Josailma Lima salienta ainda que qualquer mulher com mais de 18 anos e vítima de violência doméstica pode procurar o Centro Maria Quitéria. “O atendimento psicossocial é o primeiro contato. A partir dele, são identificadas as demandas. Após isso, redirecionamos a vítima. E aí a gente conta com psicólogo, serviço social, jurídico e pedagógico, de forma individualizada”, detalha.
A coordenadora ressalta que a instituição trabalha com informações sobre que é a violência e seu ciclo, também orientando sobre direitos e proporcionando o resgate da autoestima. Tudo isso através de palestras, grupos de convivência e oficinas. “Realizamos, ainda, atividades pedagógicas com as crianças, enquanto suas mães estão sendo assistidas”, informa.
O CRMQ trabalha em conjunto com outras instituições, a exemplo de movimentos sociais e Defensoria Pública (DP), atendendo mulheres vítimas de violência doméstica e vítimas de estupro praticado por desconhecidos.
ASPECTOS SOCIAL E PSICOLÓGICO – A mulher vítima de agressão é vista de diferentes formas. Para a assistente social Patrícia Lavini, o machismo faz com que atitudes violentas ainda sejam justificadas, tanto por homens quanto por mulheres. “Vivemos em uma sociedade na qual existe a predominância do machismo, então, muitas vezes, os homens (e até mesmo as mulheres) vão apoiar qualquer tipo de conduta abusiva. Mas a mulher que sofre violência, que é vitima de violência doméstica, é vítima como uma mulher que se submete a algumas condições do relacionamento ou da família para tentar manter a união e conviver com o indivíduo agressor”, explica.

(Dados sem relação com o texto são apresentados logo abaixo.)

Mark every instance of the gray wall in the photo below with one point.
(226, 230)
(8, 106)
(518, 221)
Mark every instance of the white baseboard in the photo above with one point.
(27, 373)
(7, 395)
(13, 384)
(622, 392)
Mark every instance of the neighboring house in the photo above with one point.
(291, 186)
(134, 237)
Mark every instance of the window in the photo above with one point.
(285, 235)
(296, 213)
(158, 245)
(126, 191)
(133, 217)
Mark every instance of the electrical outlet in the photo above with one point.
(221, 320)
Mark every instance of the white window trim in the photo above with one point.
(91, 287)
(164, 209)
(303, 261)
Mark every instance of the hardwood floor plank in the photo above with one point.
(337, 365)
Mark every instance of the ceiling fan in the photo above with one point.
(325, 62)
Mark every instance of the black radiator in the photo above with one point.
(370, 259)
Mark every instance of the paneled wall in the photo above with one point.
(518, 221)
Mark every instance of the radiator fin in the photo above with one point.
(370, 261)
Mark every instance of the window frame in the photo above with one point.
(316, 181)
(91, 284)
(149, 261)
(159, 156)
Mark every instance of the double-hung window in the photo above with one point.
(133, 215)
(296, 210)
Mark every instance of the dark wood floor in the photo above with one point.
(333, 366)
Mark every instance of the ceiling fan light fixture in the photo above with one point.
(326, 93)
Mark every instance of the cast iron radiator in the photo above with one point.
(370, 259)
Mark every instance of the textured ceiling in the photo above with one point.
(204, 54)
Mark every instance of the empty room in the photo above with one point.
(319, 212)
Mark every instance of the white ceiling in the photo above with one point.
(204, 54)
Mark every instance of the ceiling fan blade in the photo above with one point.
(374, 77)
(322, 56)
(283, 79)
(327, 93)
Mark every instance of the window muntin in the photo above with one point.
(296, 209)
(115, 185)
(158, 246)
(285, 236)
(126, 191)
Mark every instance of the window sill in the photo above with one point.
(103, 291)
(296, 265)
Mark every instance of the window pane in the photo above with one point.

Ela acredita que algumas pessoas ainda veem a mulher vítima de violência como alguém fraco ou que sofreu violência “porque quis ou procurou”. No entanto, ressalta que esse panorama vem mudando, em Feira de Santana. “Hoje, também há outra percepção. As pessoas estão começando a ver a mulher que denuncia a agressão sofrida como alguém que está quebrando o ciclo, que está quebrando o silêncio, que está expondo sua vida para garantir seu direito de sobrevivência”, observa.

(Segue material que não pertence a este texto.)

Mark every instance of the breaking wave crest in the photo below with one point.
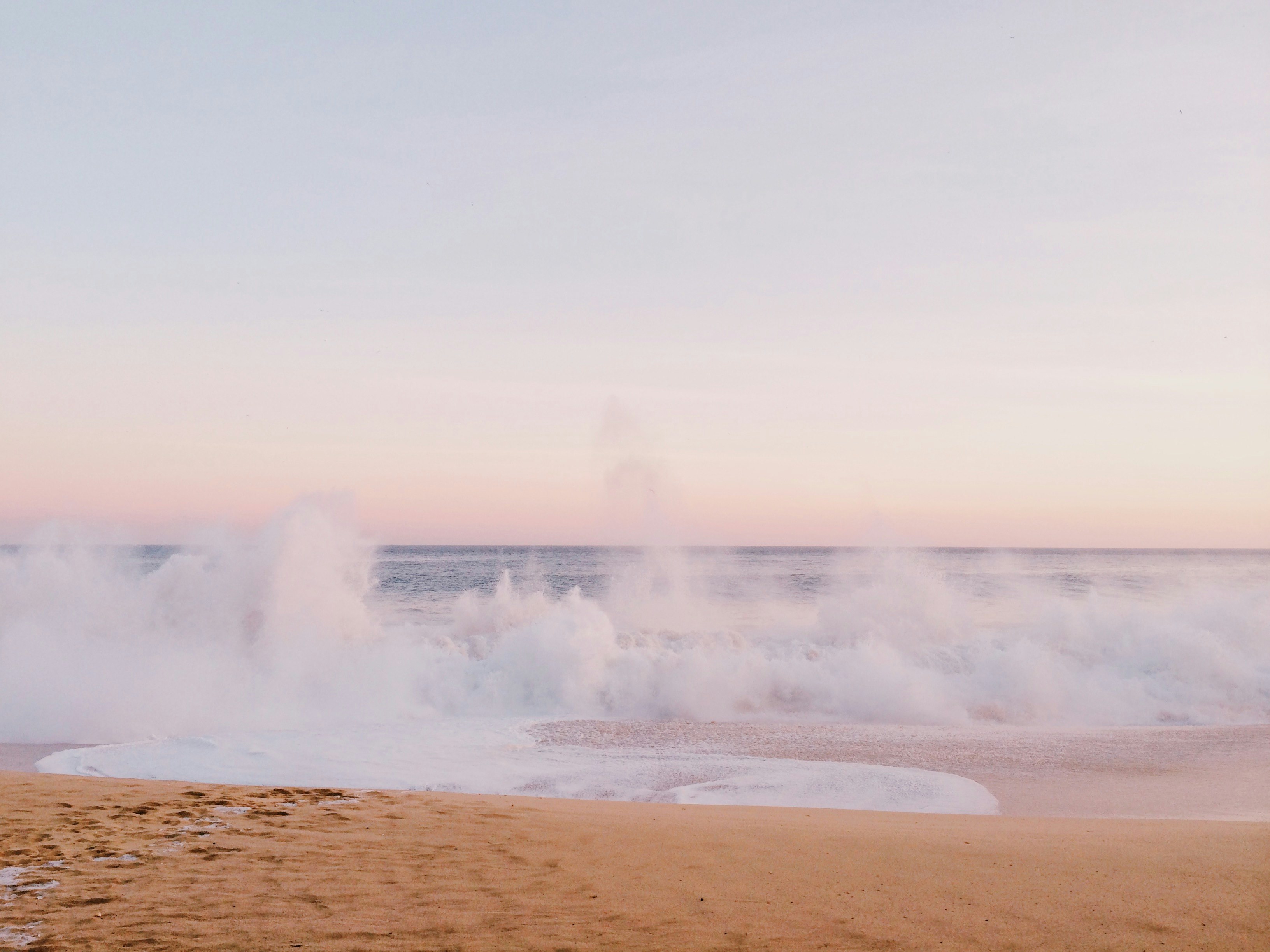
(285, 631)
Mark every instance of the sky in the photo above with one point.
(799, 273)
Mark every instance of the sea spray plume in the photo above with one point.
(285, 631)
(274, 631)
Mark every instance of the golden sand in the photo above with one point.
(216, 867)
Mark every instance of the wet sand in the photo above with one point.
(1203, 772)
(107, 865)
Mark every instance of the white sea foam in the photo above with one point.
(481, 756)
(284, 633)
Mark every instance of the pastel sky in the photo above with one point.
(797, 273)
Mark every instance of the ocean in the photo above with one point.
(309, 634)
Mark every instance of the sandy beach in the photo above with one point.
(106, 864)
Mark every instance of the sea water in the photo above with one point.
(305, 639)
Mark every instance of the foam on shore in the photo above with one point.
(477, 756)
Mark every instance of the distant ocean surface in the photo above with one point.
(441, 659)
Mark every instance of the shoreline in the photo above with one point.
(1166, 772)
(109, 862)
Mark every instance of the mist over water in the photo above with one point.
(307, 626)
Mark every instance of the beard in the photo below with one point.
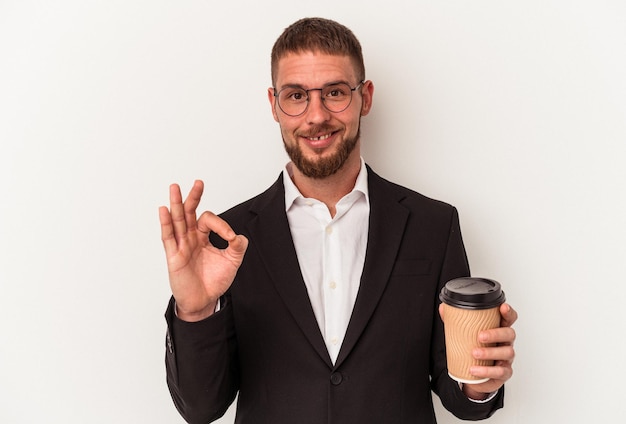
(322, 167)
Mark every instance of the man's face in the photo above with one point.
(318, 141)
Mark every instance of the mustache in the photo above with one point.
(316, 130)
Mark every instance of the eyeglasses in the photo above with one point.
(294, 101)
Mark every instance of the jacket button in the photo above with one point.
(336, 378)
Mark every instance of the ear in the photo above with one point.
(272, 99)
(367, 91)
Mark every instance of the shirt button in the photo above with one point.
(336, 378)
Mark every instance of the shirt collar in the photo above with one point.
(292, 193)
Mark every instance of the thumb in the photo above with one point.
(237, 246)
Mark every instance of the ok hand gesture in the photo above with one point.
(199, 273)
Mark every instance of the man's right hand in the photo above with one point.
(199, 273)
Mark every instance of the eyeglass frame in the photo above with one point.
(308, 96)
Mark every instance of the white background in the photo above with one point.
(513, 111)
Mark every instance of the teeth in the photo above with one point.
(324, 137)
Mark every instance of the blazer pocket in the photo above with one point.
(411, 267)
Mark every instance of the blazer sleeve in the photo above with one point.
(201, 365)
(455, 265)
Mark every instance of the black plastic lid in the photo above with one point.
(472, 293)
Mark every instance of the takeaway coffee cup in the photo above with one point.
(470, 306)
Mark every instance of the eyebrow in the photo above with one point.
(323, 86)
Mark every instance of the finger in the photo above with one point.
(191, 204)
(208, 222)
(497, 353)
(501, 371)
(167, 231)
(508, 315)
(237, 247)
(177, 212)
(502, 335)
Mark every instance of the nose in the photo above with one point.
(316, 111)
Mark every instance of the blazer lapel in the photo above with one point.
(274, 244)
(386, 228)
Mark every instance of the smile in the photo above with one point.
(323, 137)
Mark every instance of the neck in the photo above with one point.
(331, 189)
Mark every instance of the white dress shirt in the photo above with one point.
(331, 253)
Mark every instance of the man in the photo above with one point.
(317, 301)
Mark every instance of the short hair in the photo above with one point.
(318, 35)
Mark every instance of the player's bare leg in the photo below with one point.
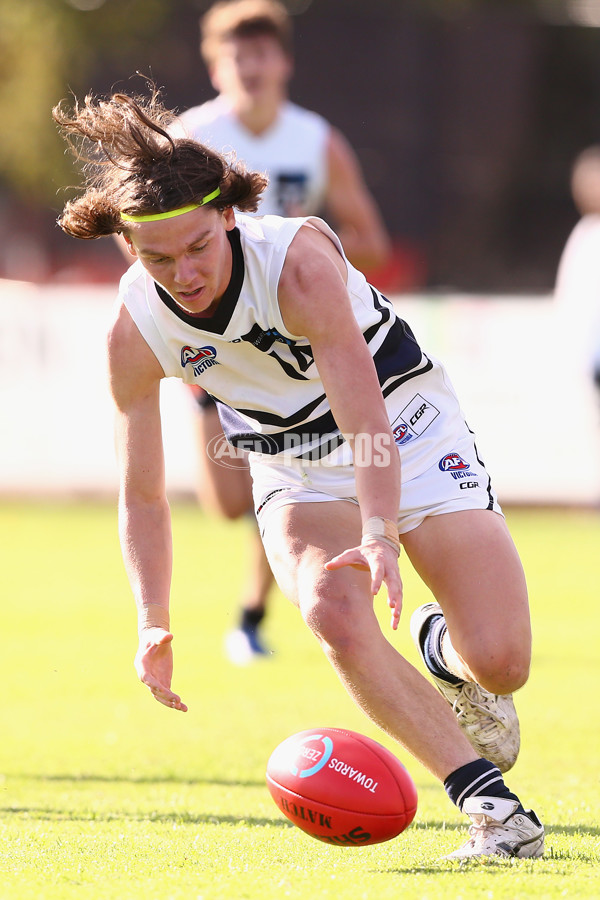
(338, 608)
(478, 651)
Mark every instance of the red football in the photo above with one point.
(341, 787)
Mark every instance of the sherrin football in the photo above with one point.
(341, 787)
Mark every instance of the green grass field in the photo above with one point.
(106, 794)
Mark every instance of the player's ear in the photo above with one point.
(228, 218)
(129, 248)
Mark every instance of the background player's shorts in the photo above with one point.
(441, 468)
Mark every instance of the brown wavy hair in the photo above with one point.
(132, 163)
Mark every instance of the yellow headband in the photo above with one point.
(155, 217)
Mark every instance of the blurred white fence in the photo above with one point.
(519, 364)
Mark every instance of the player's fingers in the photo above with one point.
(352, 557)
(163, 694)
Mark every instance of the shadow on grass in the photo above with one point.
(180, 818)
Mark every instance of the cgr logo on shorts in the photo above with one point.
(414, 419)
(199, 358)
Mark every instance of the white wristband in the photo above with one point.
(379, 529)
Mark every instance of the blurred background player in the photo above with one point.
(578, 279)
(247, 48)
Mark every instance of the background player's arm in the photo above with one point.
(350, 205)
(315, 303)
(144, 516)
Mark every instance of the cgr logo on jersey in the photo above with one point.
(199, 359)
(456, 465)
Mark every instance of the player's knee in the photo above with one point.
(330, 618)
(502, 673)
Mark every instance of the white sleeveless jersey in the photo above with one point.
(264, 379)
(293, 152)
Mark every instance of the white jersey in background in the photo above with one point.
(293, 152)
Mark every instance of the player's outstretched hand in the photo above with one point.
(381, 560)
(154, 665)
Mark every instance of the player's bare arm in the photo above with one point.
(358, 222)
(144, 517)
(315, 303)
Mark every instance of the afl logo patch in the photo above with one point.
(402, 434)
(452, 462)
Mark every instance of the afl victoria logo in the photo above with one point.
(318, 755)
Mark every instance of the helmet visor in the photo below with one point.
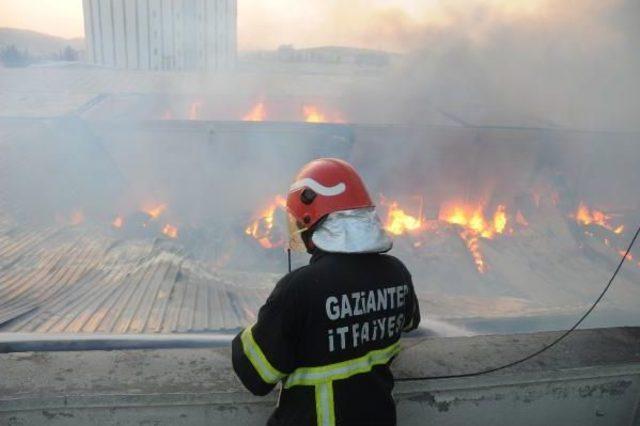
(295, 234)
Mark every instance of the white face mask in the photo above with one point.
(352, 231)
(295, 242)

No aspecto psicológico, a psicóloga Milena Pérsico salienta a necessidade que a vítima tem de ter apoio, nos mais diversos segmentos. “Entendemos que a violência passa por um ciclo: que vai desde a violência psicológica, passando por restrições e violência física, até a ‘lua de mel’, espécie de fase de reconquista, onde são feitas promessas de que a agressão não se repetirá. Por isso, uma mulher vítima de violência precisa ter apoio familiar, social e jurídico. Além disso, muitas vezes, as medidas protetivas são imprescindíveis. O suporte psicológico, tanto para a mulher quanto para as crianças, se houver filhos, também é muito importante. Isto porque, além dos traumas sofridos pela própria violência, há também a elaboração do luto, pelo fim do relacionamento, e a construção e busca pela independência financeira e emocional dessa mulher”, pontua.

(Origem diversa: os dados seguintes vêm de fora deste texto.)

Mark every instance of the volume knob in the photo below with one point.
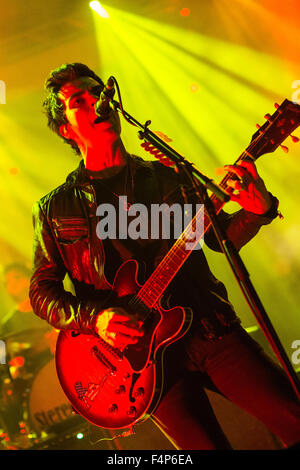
(132, 411)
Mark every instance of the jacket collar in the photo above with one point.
(79, 176)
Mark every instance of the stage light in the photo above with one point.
(99, 9)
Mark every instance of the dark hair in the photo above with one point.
(53, 106)
(21, 268)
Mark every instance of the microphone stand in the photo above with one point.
(236, 264)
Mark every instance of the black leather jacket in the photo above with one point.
(65, 241)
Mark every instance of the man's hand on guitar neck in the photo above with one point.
(118, 328)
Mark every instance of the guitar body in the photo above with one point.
(116, 389)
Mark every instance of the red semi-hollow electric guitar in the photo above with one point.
(116, 389)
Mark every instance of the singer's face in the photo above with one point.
(79, 98)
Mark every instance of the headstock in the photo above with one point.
(275, 130)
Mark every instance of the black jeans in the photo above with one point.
(238, 368)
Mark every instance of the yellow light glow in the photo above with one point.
(99, 9)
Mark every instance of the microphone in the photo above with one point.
(102, 107)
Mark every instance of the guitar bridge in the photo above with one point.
(98, 354)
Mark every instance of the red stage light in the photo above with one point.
(185, 11)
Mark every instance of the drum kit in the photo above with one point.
(34, 411)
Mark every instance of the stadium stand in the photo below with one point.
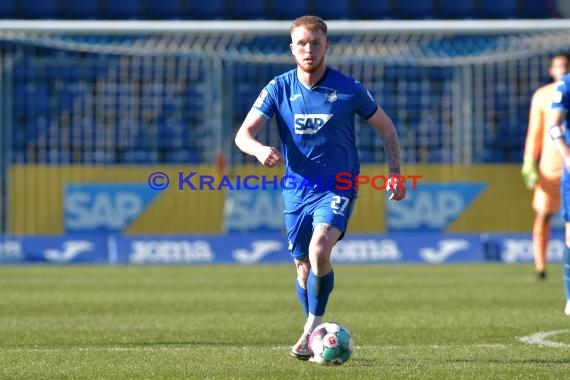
(248, 10)
(45, 9)
(80, 10)
(379, 10)
(416, 10)
(122, 10)
(274, 9)
(7, 9)
(464, 9)
(338, 9)
(49, 93)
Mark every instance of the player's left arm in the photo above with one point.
(556, 118)
(384, 126)
(557, 132)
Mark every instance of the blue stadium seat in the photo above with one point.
(140, 157)
(457, 9)
(248, 10)
(45, 9)
(19, 157)
(98, 157)
(503, 9)
(184, 156)
(208, 9)
(84, 9)
(7, 9)
(333, 10)
(288, 10)
(165, 9)
(538, 9)
(123, 9)
(417, 9)
(366, 9)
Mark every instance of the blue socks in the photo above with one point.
(302, 294)
(318, 291)
(566, 271)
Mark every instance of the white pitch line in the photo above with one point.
(540, 338)
(206, 346)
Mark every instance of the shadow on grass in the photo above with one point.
(511, 361)
(363, 362)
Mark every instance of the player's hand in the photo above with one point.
(396, 189)
(269, 156)
(529, 173)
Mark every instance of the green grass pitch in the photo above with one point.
(234, 322)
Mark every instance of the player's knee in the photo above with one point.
(567, 234)
(303, 269)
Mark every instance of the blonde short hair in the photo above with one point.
(310, 22)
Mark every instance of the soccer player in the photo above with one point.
(546, 179)
(559, 131)
(315, 107)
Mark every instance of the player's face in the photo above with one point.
(308, 48)
(558, 68)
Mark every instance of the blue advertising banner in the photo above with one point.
(103, 206)
(259, 210)
(419, 247)
(272, 248)
(75, 248)
(517, 248)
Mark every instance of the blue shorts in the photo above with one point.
(332, 207)
(565, 196)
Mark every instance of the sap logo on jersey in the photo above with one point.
(258, 210)
(310, 123)
(432, 207)
(104, 207)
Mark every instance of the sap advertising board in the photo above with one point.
(113, 207)
(104, 206)
(420, 247)
(432, 206)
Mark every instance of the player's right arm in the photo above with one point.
(533, 143)
(556, 120)
(247, 142)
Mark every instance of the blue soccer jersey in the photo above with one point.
(316, 127)
(561, 101)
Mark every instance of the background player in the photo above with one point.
(540, 149)
(315, 107)
(560, 134)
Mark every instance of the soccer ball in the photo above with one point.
(331, 344)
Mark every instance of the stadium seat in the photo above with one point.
(165, 9)
(45, 9)
(209, 9)
(288, 10)
(457, 9)
(84, 9)
(248, 10)
(333, 10)
(418, 9)
(7, 9)
(503, 9)
(140, 157)
(124, 9)
(366, 9)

As sequelas causadas pela violência são inúmeras, de acordo a psicóloga. “Estamos falando de agressões, às vezes, sutis, que são socialmente consideradas ‘normais’, visto que vivemos em uma sociedade machista. A violência afeta a autoestima da mulher, cerceia seu direito de pensar e ser como deseja. As violências física e sexual deixam marcas no corpo e na alma. Mas é importante considerar que cada sofrimento é vivido de maneira bem particular”, frisa, ressaltando que, sim, é possível se livrar do trauma psicológico, mas que, para tanto, políticas públicas são fundamentais, funcionando como uma rede de apoio à vítima, aos filhos e até ao próprio agressor.